Kamis, 21 Mei 2026

Pengungsi Afganistan di Medan tuntut dipindah ke Kanada, Australia, Amerika atau Selandia Baru

Medan (utamanews.com)
Oleh: Dian Selasa, 10 Mei 2022 18:10
Aksi pengungsi Afganistan di Medan, Selasa (10/5).
Humas Kanwil Kemenkumham Sumut

Aksi pengungsi Afganistan di Medan, Selasa (10/5).

Puluhan pengungsi Afganistan kembali menggelar demonstrasi di depan kantor UNHCR, Medan, Sumatera Utara, Selasa (10/6/2022).

Mereka menuntut agar dipindahkan ke negara ketiga.

"Ini bukan hari pertama kami ke kantor UNHCR. Kami sudah melaksanakan aksi damai selama tujuh bulan, mulai November 2021. Kami sempat berhenti di hari puasa, kini mulai berdemo lagi," kata perwakilan massa Muhammad Juma Mohsini di lokasi.

"Tuntutannya tolong kembalikan kami ke negara ketiga.
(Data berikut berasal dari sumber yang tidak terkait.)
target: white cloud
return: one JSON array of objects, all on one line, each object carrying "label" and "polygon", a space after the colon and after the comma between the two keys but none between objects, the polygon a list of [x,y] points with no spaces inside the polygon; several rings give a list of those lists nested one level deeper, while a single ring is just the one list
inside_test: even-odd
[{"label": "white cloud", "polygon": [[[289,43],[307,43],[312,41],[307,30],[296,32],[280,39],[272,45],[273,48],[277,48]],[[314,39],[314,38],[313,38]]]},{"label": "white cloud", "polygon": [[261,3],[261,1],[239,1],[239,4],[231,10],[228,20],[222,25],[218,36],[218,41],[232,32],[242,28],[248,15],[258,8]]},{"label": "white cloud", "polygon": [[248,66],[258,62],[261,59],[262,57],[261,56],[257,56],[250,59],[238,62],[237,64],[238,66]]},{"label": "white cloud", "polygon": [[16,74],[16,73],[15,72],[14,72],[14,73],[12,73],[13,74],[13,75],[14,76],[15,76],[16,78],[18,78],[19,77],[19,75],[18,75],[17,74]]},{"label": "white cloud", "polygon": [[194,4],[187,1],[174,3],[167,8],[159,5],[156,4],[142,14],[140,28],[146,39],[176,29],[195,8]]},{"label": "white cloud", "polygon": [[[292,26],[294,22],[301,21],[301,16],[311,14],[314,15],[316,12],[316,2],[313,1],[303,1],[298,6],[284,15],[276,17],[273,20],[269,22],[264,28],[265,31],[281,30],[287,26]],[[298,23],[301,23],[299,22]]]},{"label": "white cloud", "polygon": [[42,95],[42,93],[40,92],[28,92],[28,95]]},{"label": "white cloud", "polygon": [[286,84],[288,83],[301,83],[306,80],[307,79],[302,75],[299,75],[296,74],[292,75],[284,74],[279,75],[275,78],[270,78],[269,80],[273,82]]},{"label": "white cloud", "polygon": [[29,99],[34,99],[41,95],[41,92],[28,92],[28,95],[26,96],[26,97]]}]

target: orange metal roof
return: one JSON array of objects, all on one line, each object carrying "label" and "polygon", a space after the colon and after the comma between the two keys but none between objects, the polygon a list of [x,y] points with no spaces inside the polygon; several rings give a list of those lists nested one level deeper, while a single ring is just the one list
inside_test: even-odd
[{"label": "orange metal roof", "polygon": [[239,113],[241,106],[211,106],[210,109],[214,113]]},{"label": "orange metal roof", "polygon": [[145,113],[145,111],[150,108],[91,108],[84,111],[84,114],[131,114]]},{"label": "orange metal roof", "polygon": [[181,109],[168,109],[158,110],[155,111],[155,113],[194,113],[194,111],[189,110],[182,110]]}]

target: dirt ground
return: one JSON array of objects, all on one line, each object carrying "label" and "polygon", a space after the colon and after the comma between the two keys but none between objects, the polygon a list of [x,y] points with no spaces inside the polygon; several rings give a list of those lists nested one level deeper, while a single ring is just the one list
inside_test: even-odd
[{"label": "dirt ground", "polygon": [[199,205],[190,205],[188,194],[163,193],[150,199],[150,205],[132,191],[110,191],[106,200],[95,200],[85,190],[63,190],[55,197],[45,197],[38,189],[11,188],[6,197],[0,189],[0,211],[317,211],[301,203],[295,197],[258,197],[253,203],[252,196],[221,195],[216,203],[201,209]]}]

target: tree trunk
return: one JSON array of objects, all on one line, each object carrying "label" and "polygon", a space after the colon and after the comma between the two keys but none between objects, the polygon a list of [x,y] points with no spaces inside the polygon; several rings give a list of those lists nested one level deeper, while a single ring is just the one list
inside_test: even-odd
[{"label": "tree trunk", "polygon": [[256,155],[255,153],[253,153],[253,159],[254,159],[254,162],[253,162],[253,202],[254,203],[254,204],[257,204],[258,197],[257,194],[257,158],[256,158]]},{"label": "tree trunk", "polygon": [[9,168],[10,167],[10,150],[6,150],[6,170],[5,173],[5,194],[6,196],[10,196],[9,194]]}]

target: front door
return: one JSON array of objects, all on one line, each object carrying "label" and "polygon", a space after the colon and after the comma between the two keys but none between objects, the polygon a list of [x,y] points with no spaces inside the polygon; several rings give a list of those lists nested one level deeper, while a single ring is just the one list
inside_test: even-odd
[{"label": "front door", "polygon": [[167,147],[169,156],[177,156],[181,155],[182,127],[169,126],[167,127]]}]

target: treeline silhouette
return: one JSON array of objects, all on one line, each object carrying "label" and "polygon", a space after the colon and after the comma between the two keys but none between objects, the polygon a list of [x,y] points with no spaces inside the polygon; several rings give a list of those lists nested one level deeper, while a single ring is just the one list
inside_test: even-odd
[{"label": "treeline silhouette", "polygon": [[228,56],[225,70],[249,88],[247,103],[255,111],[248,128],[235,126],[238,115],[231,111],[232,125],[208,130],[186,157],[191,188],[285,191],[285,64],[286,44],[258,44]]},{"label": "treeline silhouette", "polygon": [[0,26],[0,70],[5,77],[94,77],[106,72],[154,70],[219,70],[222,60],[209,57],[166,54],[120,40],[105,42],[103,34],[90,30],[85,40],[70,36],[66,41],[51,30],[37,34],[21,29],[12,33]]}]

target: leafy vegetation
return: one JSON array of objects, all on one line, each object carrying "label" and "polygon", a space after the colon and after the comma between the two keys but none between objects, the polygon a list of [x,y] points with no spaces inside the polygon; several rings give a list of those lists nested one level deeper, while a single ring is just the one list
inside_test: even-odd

Karena Afganistan tidak ada pemerintah, tidak ada hukum, dan hak asasi manusia. Makanya kami minta Indonesia untuk melaksanakan tindakan secepatnya agar pengungsi Afganistan dimukimkan ke negara ketiga," tambahnya.

Juma mengatakan negara ketiga yang dimaksud ialah Kanada, Australia, Amerika, dan Selandia Baru (New Zealand).
"Pengungsi Afganistan di Medan ada 360 orang. Kondisi pengungsi ngak boleh kerja, tidak bisa berpendidikan, dan tidak boleh bebas. Kita cuma makan tidur saja," ujarnya.

Di lain pihak, Novizaldi selaku Kasubid Penindakan Keimigrasian di Kanwil Kumham Sumut menjelaskan sejauh ini keluhan dari para pengungsi Afganistan telah disampaikan ke UNHCR.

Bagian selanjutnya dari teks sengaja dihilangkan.